Marc Selwyn Fine Art is pleased to announce the first solo exhibition of work by Nancy Grossman to take place in Los Angeles. The show will feature over 25 drawings, collages and sculptures dating from the 1960s to the mid-1990s.
Grossman first exhibited her leather-bound sculpture heads in 1969. She quickly became known for these black leather personas that felt uncannily lifelike. Building from the inside out, Grossman starts by carving, sanding and polishing a found chunk of wood. She then wraps them in leather, drives nails into the wood, casts noses in rubber or porcelain and rubs paint into the soft surface. This meticulous process can be read as an attempt to comprehend her tumultuous childhood and to cope with the alienation of being the other. The leather functions as a second skin grown to conceal the subject's inner-life and protect it from the violence of the outside world. Rather than seeming decapitated, her sculptures represent the whole body and person. They stare you down from across the room and symbolize the otherness in all of us.
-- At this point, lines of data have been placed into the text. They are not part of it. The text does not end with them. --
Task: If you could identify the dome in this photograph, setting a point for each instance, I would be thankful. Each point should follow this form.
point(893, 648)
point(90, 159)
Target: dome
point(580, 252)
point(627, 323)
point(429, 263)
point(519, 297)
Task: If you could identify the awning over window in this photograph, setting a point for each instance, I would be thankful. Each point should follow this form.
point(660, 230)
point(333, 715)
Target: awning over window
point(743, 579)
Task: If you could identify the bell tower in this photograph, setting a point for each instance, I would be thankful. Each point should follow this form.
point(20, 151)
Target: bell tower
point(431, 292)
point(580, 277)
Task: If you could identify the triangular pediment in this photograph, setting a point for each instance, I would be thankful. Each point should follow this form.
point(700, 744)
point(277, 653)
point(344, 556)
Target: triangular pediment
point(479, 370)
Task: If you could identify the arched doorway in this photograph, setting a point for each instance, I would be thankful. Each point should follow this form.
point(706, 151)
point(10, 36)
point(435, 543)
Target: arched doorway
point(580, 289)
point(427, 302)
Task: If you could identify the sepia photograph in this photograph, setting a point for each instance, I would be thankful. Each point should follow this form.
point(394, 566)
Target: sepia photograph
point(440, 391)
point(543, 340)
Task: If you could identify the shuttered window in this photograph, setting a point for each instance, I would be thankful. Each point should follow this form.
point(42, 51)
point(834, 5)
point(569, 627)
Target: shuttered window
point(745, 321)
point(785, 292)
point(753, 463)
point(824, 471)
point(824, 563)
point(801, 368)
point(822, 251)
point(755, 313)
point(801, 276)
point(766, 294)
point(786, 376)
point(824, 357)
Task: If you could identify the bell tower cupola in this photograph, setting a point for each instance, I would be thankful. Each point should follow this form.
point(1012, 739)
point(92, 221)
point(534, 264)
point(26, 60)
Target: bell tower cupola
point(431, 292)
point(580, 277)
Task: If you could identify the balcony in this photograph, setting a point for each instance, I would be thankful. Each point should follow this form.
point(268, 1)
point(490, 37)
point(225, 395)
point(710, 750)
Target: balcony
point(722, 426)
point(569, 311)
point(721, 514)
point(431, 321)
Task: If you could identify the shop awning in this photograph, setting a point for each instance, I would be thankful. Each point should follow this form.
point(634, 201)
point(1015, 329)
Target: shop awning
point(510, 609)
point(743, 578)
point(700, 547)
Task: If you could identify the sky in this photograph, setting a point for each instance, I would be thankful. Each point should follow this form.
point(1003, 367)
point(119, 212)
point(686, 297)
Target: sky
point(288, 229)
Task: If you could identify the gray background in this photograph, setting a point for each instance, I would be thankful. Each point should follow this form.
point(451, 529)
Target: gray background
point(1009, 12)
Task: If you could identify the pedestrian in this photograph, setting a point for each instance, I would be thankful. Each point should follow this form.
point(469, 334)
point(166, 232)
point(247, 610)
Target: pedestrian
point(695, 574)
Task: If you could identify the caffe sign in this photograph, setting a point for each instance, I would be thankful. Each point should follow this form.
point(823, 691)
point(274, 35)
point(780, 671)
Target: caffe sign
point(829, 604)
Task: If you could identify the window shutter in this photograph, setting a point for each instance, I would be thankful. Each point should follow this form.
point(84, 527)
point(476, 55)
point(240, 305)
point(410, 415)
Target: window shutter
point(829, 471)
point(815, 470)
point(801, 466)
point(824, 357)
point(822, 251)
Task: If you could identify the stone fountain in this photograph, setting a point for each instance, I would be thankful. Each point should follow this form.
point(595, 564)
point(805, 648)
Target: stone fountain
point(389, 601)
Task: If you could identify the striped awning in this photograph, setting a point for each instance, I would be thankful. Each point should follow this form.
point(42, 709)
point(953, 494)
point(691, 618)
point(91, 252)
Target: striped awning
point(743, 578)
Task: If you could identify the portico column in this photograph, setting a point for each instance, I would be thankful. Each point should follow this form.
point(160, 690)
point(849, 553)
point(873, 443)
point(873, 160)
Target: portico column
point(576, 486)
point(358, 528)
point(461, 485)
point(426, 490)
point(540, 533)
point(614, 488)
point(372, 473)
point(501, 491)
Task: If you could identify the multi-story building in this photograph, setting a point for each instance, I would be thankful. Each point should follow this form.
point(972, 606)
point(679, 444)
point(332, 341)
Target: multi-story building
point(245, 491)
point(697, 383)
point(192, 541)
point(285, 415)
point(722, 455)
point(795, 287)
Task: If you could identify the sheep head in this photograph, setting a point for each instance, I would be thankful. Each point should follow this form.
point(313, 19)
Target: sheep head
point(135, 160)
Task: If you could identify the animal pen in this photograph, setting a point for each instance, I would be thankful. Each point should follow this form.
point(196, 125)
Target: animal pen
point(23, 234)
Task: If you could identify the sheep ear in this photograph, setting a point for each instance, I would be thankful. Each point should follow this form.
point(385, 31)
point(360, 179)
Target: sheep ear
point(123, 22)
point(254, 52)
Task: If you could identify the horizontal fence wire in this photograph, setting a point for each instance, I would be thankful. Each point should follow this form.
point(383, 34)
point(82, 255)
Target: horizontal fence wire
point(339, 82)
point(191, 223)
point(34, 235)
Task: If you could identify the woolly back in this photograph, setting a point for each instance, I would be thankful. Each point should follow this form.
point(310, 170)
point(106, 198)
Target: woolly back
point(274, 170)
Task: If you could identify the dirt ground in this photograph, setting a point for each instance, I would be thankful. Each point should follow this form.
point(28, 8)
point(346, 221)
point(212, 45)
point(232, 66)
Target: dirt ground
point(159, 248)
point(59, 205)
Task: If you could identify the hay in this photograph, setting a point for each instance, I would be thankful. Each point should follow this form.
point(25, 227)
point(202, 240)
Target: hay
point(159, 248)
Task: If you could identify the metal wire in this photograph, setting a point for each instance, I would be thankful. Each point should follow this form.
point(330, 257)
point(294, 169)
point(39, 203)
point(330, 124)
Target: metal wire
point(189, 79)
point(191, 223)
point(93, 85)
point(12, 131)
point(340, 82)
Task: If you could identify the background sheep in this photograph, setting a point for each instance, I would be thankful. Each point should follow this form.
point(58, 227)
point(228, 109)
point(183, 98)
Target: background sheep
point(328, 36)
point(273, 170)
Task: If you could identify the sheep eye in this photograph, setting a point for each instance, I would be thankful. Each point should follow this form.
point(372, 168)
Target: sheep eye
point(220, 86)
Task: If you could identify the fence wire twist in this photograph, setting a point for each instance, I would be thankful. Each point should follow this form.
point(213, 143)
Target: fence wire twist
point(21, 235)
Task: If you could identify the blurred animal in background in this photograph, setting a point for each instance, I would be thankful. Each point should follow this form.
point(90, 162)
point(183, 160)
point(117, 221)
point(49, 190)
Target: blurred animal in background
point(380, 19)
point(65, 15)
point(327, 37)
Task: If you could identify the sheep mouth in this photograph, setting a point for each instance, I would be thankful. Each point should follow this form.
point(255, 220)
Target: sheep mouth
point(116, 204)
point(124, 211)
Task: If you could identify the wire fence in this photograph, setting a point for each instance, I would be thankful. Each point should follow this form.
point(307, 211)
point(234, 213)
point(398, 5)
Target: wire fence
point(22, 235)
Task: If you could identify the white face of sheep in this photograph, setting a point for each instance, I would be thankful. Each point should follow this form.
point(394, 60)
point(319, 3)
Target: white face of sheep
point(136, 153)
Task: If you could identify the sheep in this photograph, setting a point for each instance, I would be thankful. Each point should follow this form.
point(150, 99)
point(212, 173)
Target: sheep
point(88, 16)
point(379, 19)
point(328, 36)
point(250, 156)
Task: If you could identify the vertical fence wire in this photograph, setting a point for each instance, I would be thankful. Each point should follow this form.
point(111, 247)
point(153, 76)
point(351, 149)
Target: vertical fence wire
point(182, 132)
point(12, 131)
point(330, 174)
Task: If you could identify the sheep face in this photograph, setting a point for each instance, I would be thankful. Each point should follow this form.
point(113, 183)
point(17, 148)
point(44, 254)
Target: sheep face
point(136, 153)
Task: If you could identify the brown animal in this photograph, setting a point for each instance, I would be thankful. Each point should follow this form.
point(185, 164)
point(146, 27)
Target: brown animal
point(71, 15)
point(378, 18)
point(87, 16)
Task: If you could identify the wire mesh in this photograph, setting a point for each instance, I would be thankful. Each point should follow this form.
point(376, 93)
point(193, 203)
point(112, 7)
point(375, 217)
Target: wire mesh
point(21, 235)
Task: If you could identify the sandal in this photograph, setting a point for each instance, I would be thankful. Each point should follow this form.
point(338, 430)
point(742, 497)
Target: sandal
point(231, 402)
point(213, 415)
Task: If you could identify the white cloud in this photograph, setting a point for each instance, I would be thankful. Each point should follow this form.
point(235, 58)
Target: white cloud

In addition to her sculptural works, the exhibition contains a wide range of drawings and collages. Grossman's skillful draftsmanship depicts the human condition and expresses the artist's personal sense of alienation. Bound and restrained men represent emblems of physical strength who become powerless individuals in a repressed society. The collages take a more abstract approach to these themes but embody them through their process of concealment, cutting apart and abstraction.
In the documentary "Tough Life Diary" produced in conjunction with Grossman's solo exhibition at the Frances Young Tang Museum, Grossman said:
The content of the work has to do, not with what has so often been attributed to it, bondage from the outside. It has to do with a closed in state. It has to do with the life of the mind and the head and the restrictions, self-imposed restrictions, society's imposed restrictions. I knew that they were right because I felt like I had to keep them secret…they were self-portraits and they incorporated my other, my male self, my otherness. My more complicated self, which is male and female at all times.
Nancy Grossman, born in New York City, grew up on a working farm in Oneonta, New York. Life on a rural farm with parents in the garment manufacturing business shaped Grossman's artistic vision and influenced her choice of materials. Collage assemblages of the 1960s and 1970s contain within their surfaces machinery parts, metal signs, wooden scraps and torn leather apparel; collages of the 1980s and 1990s are threaded with personal paper memorabilia and remnants from the Chinatown neighborhood, where her studio was located for thirty-five years. A student of Richard Lindner at Pratt Institute (1957-1962), Grossman received her BA in 1962. That same year, she traveled on an Ida C. Haskell Award for Foreign Travel to Europe, where she made her first collages. In 1964, the Krasner Gallery in New York mounted Grossman's first solo exhibition, and in 1968, her leather-covered sculpture heads for which she is most noted first appeared at Cordier and Ekstrom Gallery, New York. Remarkably, in 1970 Grossman had five solo exhibitions; yet it was not until 1991, when the Hillwood Art Museum organized her first traveling retrospective exhibition, that the scope of her oeuvre was revealed. Grossman is represented in numerous museum collections including The Israel Museum, Jerusalem, The Metropolitan Museum of Art, New York, The National Museum of American Art, Washington, DC, The Virginia Museum of Fine Arts, Richmond and The Whitney Museum of American Art, New York, The Frances Young Tang Museum at Skidmore College and MoMA PS1. In 1991 her work was featured in Los Angeles in Connie Butler's Seminal MoCA show Afterimage. Grossman lives and continues to work in Brooklyn, New York.